Although the great majority of those who marry intend to stay together until death, we all know that almost half of all marriages end in divorce. Sadly, many more couples remain in marriages that are unhappy — dull, restrictive, lacking in passion, or even abusive. Why does this happen when contacting an experienced, empathic divorce attorney could begin the process of setting them free?
For some, religious beliefs keep them absolutely bound to the partner they wedded, no matter what, but for most, it is some form of fear that keeps them in a sham marriage. Here, we will explore how this happens and how to break free of the fear that keeps you miserable, or at least keeps you from being your best and happiest self. If you live in Pennsylvania, connecting with The Law Office of Gary R. Swavely, Jr. will clarify your options and dispel your fears.
Please understand that we are by no means recommending that you call us before you have tried hard to save your marriage by negotiating differing perspectives, resolving conflicts, altering behavior patterns that hurt your spouse, or undergoing marital or solo counseling to get to the root of your problems as a couple. Rather, we are talking about what it is that keeps you trapped in a loveless marriage once you have worked diligently to reconcile, but found it impossible to do so.
Fears That Keep You Stuck in an Unhappy Marriage
We all experience a certain amount of anxiety in our daily lives. We worry about our children and other loved ones, our jobs or careers, and all the ills of the world we live in, but when worry becomes insurmountable fear and keeps us from doing what we need to do, it is a destructive, paralyzing force. The following fears frequently keep individuals — even those who are otherwise intelligent, energetic problem solvers — from considering the possible necessity of divorce:
Fear of Isolation
Leaving a relationship and/or home can be terrifying. You may be plagued by questions, such as: Where will I live? How will I manage on my own? How will I take care of my children, my household chores, my shopping while maintaining my job? How will I function independently? This last question is especially troubling if you haven’t lived alone for a long time (or ever). You may even feel physically vulnerable if you always considered your spouse a protective force.

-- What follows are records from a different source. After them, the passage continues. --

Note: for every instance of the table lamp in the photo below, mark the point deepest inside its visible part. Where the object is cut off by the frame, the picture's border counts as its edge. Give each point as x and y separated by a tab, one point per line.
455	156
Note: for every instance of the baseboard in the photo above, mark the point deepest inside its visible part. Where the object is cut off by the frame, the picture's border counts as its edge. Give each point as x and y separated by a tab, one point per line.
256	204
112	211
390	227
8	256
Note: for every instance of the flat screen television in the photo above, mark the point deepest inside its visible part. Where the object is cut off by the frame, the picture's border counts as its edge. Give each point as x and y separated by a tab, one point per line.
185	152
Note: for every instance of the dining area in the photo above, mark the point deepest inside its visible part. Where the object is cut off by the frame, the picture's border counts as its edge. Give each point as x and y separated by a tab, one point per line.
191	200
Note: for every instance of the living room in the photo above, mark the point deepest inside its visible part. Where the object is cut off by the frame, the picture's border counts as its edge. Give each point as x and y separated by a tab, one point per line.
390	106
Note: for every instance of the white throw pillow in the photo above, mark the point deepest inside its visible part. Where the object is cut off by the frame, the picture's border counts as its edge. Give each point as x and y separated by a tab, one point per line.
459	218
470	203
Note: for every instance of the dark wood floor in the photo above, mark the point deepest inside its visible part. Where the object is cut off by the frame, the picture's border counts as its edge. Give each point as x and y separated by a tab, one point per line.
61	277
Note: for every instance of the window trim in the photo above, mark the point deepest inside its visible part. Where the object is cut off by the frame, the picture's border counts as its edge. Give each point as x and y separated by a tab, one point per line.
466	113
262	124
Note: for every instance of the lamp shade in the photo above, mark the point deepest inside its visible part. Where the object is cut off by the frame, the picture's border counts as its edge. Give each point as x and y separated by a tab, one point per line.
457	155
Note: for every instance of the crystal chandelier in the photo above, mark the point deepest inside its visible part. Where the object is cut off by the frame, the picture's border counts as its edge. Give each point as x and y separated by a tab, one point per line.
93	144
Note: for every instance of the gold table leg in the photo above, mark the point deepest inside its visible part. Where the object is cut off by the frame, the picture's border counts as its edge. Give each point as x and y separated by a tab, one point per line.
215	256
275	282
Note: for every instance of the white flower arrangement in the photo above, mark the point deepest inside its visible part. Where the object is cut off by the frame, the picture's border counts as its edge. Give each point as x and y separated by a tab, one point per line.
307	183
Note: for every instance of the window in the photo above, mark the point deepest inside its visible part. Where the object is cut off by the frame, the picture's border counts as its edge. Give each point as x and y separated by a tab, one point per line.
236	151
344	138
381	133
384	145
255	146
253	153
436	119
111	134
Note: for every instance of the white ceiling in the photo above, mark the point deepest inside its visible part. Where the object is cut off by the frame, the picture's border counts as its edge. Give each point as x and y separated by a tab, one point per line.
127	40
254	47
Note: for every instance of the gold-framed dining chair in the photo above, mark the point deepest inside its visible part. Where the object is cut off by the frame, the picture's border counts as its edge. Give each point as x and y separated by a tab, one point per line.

Fear of Not Being Able to Manage Financially on Your Own
Because most recent marriages have two working spouses, it may be alarming to imagine how you will pay the bills without your spouse’s income. Don’t forget, however, that, depending on your comparative salaries, a strong divorce attorney may be able to help you win, in addition to an equitable distribution of your marital assets, appropriate child support and possibly alimony to keep you and your children comfortable and secure. Also, if you are the spouse who was a housewife or house husband for a significant period of time, or if you are elderly or disabled, your lawyer will likely be able to make sure the divorce agreement gives you the financial support you will need going forward.
Fear that Your Children Will Be Destabilized and Emotionally Harmed by Divorce
While many people worry about harming their children by divorcing the other parent, in more situations than you might think, children, though initially distressed, are relieved to find that the loud arguments have abated and that they are now spending time with more relaxed parents, more able to focus on them. In the long run, raising your children as your own person, free to develop and explore your own needs, will not only make you a better parent, but a much better role model for your offspring.
Fear of the Process of Divorce Itself
Legal matters and procedures may be frightening, particularly if you haven’t been involved in them previously, but a caring divorce attorney, like Gary R. Swavely, Jr., will provide you with the guidance and support you need to decipher all pertinent legal documents and to feel in control during any court appearances.
Fear of Losing Your Children
For those who are parents, this fear is worse of all. You may be worried that you won’t be able to obtain sole, or even joint, custody, or that you won’t get to spend enough parenting time with your kids. A talented attorney will put this fear to rest, by explaining legal strategies developed to make sure you and your children are not taxed with any more separation than is absolutely necessary.
Fear of Retaliation if You’ve Been in an Abusive Relationship
Tragically, for some people, regardless of gender or gender identification, fear of being physically harmed (or fear loved ones harmed) if they try to leave the marital home is very real. The abusing spouse may also threaten to reveal a marital affair, or to take the children away so the parent initiating the divorce will never see them again. Once again, an experienced divorce attorney will discuss the myriad programs and services available to protect you and your loved ones as you leave your abuser to create a safe environment for your newly structured family.
How Your Spouse May Be Stoking Your Fears to Keep You Trapped
In many situations, even non-abusive spouses may play on your fears to keep you captive in a marriage. It is quite common for the contesting spouse to tell you that:
- You will end up without financial resources to provide for yourself and/or your children
- You will not get to have custody or extensive parenting time with your kids
- Your reputation in the community or at your workplace will be smeared
- The divorce process will use up all of your collective assets and leave you both destitute
- Your children will be permanently damaged by the divorce experience
- You are not attractive enough to lure another mate and you will die alone
Consulting with a capable and compassionate divorce attorney may be the one thing that finally gives you the courage and sense of empowerment to move past your fears and start a new, more rewarding, productive, joyful life.